Quando chegou ao 15º andar, Marcelo mal conseguiu empurrar a porta de madeira do elevador antigo do seu prédio. A alta taxa de álcool no corpo do rapaz de 35 anos, o deixara sem reflexo e o cansaço, sem força. Usando o peso do corpo, abriu a porta do elevador com os ombros. No trajeto até a porta do seu apartamento, algumas luzes não acenderam, deixando o corredor com uma leve penumbra. Marcelo viu um movimento estranho num dos cantos mais escuro, mas logo atribuiu a visão à sua embriaguez. Entrou em casa e foi direto para o quarto, arremessou o par de tênis para baixo da cama e deitou.

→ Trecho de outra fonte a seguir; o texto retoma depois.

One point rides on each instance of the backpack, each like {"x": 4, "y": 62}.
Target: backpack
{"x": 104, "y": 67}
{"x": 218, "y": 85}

Jogado de bruços na cama, ainda com a roupa que saíra aquela noite, Marcelo roncava num sono profundo. A campainha tocou uma, duas, três, quatro vezes até que ele percebesse. O rapaz sentou na cama, esfregou os olhos e pensou que essas farras que ele tanto gostava, um dia acabariam com ele. Com a cabeça latejando de tanta dor caminhou até a cozinha quando ouviu a campainha tocar mais uma vez. “Não era um sonho”, disse ele. Mudou a rota para a porta da sala pensando em quem poderia ser àquela hora. Com certeza era um vizinho do prédio, uma vez que não houve toque no interfone. Lembrou-se de Karina, sua namorada e também vizinha, que morava um andar acima. Eles haviam brigado na noite anterior, poderia ser um pedido de reconciliação.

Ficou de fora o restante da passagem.